The accusations are bold, and while some elements may be true, it’s the focussing on the physicals that really irk me. Especially in this context, because if I was about to be on one of the world’s biggest reality TV shows you can bet I’d make sure I was looking my absolute best. For me, that may look more like a better skincare routine and actually brushing my hair for once, but translating that to Hollywood levels I’m sure involves much more intense tweaks.
Another swipe at the look of another Selling Sunset castmate came in the form of Bre lashing out at newcomer Cassandra. While this one wasn’t said to her face, but instead after having a heated exchange at the Oppenheim 10th Birthday party, Bre stormed off and was caught on mic saying, “Get your hair conditioned Cassandra and get your split ends cut, and maybe some fucking eyelashes, you basic bitch”.
It seems that swiping at the physical features of each other is the new go-to attack. Perhaps this is because so much pressure is on these reality stars to look very polished, very pampered and, let’s be honest, a very specific body type. But to whack someone else with the stick you’re also beating yourself with feels like a new low.
And this catty, cruel manner of undermining your colleagues and costars somehow feels more real than swipes I’ve seen in seasons past.

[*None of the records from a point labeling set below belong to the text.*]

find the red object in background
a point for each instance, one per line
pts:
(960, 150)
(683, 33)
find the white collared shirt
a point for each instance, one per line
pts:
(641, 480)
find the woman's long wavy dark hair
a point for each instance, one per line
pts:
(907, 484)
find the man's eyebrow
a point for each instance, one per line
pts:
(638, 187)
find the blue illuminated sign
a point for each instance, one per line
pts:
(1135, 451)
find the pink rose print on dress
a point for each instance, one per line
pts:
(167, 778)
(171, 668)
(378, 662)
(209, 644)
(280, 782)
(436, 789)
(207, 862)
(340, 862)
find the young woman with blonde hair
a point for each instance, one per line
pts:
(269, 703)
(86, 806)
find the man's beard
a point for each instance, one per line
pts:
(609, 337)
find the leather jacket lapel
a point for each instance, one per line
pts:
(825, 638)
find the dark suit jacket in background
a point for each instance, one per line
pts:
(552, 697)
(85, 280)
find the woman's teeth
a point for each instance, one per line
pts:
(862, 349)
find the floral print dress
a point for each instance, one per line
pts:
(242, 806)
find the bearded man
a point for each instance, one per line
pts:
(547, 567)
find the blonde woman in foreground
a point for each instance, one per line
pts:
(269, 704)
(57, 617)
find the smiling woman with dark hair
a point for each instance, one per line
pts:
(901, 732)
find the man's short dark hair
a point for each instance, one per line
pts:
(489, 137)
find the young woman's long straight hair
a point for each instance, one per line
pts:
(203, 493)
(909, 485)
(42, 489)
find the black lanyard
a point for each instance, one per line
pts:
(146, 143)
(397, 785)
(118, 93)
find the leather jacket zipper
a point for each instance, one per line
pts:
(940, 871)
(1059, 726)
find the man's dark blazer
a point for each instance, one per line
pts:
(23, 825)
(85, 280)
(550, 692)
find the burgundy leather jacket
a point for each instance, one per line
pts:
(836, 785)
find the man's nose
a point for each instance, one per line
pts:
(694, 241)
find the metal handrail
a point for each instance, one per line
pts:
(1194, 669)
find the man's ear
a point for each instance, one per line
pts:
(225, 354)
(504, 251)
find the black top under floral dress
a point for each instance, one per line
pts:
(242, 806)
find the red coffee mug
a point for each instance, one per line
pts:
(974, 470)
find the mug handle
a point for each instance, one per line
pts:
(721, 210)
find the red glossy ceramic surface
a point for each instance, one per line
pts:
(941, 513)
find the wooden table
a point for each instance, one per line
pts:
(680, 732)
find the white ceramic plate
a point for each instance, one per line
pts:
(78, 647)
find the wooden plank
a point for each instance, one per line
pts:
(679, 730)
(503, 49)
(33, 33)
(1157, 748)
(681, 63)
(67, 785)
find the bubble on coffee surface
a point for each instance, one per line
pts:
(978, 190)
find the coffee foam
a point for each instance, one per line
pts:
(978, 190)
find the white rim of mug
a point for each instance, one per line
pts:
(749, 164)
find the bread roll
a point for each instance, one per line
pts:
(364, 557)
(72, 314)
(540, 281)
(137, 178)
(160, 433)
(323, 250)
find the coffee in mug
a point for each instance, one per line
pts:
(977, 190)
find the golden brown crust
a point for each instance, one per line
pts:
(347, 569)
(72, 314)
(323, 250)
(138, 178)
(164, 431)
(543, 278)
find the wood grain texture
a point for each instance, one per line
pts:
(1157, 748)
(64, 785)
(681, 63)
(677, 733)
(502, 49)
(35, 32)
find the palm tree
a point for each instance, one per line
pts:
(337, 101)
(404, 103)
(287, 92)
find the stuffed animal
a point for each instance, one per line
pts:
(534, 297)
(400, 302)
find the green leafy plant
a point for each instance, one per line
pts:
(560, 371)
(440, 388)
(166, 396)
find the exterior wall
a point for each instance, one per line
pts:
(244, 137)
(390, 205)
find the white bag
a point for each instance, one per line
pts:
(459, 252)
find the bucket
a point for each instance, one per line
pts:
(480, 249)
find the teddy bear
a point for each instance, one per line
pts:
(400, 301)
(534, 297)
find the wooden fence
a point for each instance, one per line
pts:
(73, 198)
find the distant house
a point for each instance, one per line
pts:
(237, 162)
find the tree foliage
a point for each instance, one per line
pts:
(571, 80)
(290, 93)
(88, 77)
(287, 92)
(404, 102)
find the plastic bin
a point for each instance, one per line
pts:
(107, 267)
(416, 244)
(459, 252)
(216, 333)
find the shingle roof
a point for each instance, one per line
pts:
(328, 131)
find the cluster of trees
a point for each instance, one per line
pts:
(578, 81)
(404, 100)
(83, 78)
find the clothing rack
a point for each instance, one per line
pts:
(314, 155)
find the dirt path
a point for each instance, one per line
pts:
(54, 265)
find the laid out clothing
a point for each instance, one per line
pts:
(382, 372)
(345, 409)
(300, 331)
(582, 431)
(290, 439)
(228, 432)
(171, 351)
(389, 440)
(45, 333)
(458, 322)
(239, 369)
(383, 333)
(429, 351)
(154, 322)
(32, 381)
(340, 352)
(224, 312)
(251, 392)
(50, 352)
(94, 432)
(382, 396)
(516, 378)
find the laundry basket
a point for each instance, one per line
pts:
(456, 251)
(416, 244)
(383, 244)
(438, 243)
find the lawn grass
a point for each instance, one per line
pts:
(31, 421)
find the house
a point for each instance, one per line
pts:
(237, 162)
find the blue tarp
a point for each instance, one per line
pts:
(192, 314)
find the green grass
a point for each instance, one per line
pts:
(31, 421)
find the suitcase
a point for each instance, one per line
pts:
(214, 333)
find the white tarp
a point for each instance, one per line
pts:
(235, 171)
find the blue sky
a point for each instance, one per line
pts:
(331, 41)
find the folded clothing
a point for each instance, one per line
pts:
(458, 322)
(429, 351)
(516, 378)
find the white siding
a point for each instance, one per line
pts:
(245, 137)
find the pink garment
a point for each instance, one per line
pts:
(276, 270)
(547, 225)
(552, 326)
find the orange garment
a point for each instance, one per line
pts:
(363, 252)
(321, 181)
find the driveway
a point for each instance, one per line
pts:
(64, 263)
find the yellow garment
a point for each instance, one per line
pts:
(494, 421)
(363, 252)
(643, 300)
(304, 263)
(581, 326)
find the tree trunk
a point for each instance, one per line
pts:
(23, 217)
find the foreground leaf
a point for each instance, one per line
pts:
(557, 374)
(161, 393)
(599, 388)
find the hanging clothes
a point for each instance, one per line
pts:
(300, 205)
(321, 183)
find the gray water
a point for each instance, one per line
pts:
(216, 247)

Maybe that’s because some of the real estate dramas could have potentially been fabricated or over-egged for entertainment purposes, but the jabs at people’s faces feels like unscripted brutality.
Whatever the case may be, the version of ‘reality’ presented in this season of Selling Sunset has lost them a fan. I’m making the call to switch off the show for good, and pivoting to Bake Off to inject some wholesome television back into my system.